Hundreds of journalists from the country’s largest newspaper chain left their jobs on Monday, accusing the company’s CEO of decimating local newsrooms and demanding a change at the top.
The strike was the largest union action in Gannett’s history, the union representing the journalists said. It included employees from about two dozen newsrooms, including The Palm Beach Post, The Arizona Republic, and The Austin American-Statesman. The demonstrations are expected to continue in front of some newsrooms on Tuesday.
The class action coincides with Gannett’s annual shareholder meeting, which will be held on Monday. The NewsGuild, which represents more than 1,000 Gannett journalists, sent a letter to Gannett shareholders in May urging a vote of no confidence against Mike Reed, the CEO and chairman.
In the letter, the NewsGuild criticized the company’s 2019 merger with GateHouse Media, saying it had “mortgaged the future of our company” by burdening it with debt.
The letter also criticized Mr. Reed, who was previously the CEO of GateHouse Media and took over Gannett after the merger. The union said its compensation — $7.7 million in 2021 and $3.4 million in 2022 — was far too high for a company cutting jobs and paying the remaining journalists what the letter described as “low wages.” Gannett’s stock price has fallen about 70 percent in the years since the GateHouse merger.

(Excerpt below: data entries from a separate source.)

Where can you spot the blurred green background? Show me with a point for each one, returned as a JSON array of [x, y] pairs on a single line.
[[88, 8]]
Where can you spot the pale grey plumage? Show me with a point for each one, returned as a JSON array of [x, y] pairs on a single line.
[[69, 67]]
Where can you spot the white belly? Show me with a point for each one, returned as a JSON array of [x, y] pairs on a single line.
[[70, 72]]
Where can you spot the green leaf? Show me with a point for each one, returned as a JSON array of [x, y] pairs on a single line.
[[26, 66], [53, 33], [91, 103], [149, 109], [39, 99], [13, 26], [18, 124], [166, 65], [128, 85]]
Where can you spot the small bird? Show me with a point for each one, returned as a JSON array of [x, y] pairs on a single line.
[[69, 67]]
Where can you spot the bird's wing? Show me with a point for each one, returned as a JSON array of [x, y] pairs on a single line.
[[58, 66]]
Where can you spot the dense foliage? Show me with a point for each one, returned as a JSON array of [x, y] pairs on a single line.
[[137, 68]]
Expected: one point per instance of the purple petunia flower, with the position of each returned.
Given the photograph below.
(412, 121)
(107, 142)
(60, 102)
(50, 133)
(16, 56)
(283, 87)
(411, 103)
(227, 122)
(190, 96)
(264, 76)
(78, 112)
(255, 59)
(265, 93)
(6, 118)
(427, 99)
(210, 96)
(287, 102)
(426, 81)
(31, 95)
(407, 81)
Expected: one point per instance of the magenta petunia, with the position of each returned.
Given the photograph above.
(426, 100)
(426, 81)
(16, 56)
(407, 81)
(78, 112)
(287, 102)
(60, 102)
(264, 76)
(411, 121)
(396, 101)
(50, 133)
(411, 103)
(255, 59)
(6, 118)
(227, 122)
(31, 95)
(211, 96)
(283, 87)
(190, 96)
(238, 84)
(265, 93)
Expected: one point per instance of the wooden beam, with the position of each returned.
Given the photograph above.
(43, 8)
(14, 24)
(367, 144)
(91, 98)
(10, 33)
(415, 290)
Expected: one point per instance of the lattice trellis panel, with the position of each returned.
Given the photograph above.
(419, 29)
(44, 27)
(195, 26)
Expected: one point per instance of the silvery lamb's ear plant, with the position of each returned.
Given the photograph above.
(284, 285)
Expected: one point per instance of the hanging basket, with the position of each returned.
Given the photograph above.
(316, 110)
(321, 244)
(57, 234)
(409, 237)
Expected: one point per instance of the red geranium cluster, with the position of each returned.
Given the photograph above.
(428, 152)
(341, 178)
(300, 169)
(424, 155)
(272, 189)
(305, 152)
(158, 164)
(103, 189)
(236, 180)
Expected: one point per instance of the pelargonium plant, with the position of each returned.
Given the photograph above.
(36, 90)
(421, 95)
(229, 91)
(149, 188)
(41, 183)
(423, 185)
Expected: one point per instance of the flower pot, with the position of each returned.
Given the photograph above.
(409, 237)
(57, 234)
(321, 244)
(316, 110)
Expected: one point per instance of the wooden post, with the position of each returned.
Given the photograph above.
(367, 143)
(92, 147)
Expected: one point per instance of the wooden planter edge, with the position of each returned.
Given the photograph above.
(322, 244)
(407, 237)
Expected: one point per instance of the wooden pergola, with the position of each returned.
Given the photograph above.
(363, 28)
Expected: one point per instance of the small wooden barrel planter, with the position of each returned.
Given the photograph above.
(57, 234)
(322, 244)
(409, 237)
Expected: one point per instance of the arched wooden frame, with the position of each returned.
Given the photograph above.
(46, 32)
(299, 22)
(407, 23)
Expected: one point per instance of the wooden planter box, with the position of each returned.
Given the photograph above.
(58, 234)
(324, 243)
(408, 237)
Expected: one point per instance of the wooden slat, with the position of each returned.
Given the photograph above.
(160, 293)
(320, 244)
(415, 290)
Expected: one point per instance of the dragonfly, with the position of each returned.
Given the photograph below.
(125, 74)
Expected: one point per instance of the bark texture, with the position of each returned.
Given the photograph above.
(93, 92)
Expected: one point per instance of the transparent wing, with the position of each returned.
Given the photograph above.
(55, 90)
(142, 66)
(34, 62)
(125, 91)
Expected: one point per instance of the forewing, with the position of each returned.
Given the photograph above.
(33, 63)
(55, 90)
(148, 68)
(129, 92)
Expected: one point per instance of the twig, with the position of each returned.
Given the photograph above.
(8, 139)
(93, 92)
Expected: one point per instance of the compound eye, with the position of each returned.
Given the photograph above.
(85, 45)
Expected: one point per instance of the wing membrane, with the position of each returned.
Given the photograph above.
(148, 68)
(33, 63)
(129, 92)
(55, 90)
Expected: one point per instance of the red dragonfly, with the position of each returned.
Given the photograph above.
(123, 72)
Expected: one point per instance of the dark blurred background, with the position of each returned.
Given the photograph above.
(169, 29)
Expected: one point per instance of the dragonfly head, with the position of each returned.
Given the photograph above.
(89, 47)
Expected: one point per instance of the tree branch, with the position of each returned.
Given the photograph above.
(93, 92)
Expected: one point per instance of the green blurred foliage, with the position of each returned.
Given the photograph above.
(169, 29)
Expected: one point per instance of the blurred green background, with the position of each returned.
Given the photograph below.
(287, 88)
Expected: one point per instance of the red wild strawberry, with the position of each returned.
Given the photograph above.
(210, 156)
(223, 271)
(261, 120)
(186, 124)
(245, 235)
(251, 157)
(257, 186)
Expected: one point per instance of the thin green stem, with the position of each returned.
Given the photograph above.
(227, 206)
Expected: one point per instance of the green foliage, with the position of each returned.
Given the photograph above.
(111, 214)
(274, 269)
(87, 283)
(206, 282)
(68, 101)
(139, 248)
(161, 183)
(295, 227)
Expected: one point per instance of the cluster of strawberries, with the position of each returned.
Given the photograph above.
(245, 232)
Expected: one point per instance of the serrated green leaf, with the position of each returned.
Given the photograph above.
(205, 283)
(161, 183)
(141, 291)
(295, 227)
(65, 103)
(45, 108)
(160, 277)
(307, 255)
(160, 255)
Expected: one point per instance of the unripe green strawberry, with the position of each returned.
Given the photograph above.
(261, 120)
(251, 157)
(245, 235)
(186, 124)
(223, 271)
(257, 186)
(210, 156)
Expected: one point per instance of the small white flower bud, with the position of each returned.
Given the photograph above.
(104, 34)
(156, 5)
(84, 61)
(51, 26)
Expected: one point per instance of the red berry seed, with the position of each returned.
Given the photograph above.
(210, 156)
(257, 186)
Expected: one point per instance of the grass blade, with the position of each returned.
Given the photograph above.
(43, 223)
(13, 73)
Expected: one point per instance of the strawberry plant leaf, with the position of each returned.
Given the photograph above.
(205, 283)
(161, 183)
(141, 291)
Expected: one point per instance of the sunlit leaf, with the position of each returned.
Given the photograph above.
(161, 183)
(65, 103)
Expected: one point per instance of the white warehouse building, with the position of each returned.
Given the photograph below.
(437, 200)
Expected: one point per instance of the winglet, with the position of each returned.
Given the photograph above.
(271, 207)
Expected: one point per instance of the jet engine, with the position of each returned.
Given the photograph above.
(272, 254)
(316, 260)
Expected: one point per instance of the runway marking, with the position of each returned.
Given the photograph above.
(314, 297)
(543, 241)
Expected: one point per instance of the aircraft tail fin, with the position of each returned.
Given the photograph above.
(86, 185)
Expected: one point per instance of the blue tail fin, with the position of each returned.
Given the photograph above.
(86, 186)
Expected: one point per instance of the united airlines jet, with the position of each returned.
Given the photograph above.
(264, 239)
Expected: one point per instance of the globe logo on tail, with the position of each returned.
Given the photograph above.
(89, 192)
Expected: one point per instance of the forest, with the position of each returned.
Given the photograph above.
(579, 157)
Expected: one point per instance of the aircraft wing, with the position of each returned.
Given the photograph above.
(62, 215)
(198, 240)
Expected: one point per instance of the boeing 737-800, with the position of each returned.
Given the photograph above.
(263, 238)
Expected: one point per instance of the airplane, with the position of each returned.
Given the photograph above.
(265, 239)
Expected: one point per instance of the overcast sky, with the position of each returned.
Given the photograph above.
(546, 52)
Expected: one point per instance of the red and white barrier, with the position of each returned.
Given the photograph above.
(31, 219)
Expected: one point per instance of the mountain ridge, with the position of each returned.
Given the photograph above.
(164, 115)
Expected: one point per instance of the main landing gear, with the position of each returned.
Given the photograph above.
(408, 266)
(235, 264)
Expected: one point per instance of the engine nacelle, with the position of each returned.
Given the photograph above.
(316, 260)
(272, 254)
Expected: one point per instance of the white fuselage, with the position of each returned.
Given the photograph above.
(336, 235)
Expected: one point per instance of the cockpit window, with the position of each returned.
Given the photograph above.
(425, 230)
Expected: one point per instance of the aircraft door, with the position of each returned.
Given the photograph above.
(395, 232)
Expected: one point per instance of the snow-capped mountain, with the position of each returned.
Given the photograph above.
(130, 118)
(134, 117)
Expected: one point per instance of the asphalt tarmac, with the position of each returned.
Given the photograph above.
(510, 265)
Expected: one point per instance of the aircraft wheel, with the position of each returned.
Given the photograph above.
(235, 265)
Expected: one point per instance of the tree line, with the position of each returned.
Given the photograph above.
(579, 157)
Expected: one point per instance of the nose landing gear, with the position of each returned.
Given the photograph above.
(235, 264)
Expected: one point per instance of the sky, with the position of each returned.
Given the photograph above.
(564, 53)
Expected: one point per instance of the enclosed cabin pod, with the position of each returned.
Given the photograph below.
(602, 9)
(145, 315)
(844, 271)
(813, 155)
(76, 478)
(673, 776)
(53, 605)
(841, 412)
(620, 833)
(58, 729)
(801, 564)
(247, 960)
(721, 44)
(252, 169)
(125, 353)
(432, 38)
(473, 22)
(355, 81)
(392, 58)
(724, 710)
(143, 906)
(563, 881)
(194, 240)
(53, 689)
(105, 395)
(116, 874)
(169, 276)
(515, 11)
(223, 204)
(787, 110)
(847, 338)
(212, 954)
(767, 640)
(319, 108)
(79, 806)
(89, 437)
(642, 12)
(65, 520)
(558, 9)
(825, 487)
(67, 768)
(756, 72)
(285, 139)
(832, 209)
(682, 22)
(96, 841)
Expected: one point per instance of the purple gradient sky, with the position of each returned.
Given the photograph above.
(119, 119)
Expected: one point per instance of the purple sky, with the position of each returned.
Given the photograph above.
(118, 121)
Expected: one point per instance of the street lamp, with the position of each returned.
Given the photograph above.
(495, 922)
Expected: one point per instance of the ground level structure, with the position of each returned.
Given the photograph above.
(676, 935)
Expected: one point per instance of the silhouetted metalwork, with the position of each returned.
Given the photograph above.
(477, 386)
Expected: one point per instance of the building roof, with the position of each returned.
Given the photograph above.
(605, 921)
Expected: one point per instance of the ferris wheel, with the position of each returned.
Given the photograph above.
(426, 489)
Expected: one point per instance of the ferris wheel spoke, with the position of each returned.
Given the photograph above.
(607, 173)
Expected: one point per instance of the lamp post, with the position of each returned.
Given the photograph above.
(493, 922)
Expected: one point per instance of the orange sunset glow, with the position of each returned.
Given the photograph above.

“Gannett has created news deserts everywhere you look,” said Peter D. Kramer, a reporter for the USA Today Network. “That’s Mike Reed’s Gannett.”
Mr Kramer, who lives in Westchester County, said some Gannett reporters had to take second jobs to supplement their paychecks or simply left the profession altogether.
Lark-Marie Anton, a spokeswoman for Gannett, said in a statement that while the company disagreed with the recommendation to remove Mr. Reed, “Gannett remains committed to our shareholder engagement process and takes all feedback seriously.”
“During a very challenging time for our industry and economy, Gannett is committed to providing competitive wages, benefits and meaningful opportunities to all of our valued employees,” said Ms. Anton. “Our leadership is focused on investing in local newsrooms and monetizing our content while continuing to negotiate fairly and in good faith with the NewsGuild.”
Ms. Anton said there would be no disruption to Gannett’s reporting during the work stoppage this week.
Gannett became the largest newspaper publisher in the United States after merging with GateHouse, a deal the companies said at the time would result in annual cost savings of up to $300 million and help them survive the headwinds plaguing the news media industry.
The merged company, which took the Gannett name, owns USA Today and more than 200 daily newspapers in 43 states, though it has closed dozens of publications since the 2019 deal.
Like many local news publishers, Gannett has struggled with declining advertising and print revenues. The debt burden of the GateHouse merger has also weighed on the company. Gannett said in its first quarter results this year that it had $1.2 billion in outstanding debt.
It has spent the past year trying to pay off the debt with a series of widespread cost-cutting measures, including laying off about 6 percent of its roughly 3,440-strong media division in December. According to the securities filings, Gannett’s workforce has nearly halved since November 2019.
The NewsGuild said the Austin American-Statesman newsroom had 41 employees this year, up from 110 in 2018. During the same period, the Arizona Republic newsroom in Phoenix had shrunk from 140 to 89, while the Milwaukee Sentinel was down to 82 from 104.
“You have communities that come to light, and when things come to light, people can abuse their position,” said Kaitlyn Kanzler, a reporter for NorthJersey.com and The Record in Northern New Jersey.
Jon Schleuss, the chairman of the NewsGuild, said in a statement that Mr. Reed “doesn’t care about a long-term strategy of investing in the business by investing in journalists.”
“They need support and resources to ensure our communities have the local news needed for our democracy to flourish,” said Mr Schleuss. “Instead, Reed’s sole focus was on lining his own pockets.”
Gannett said this year it had crossed two million digital subscriptions. In its first quarter 2023 earnings report, Gannett said it generated earnings of $10.3 million, compared to a loss of $3 million in the same period last year, and expected revenue of $2.75 billion to $2 .8 billion for the year.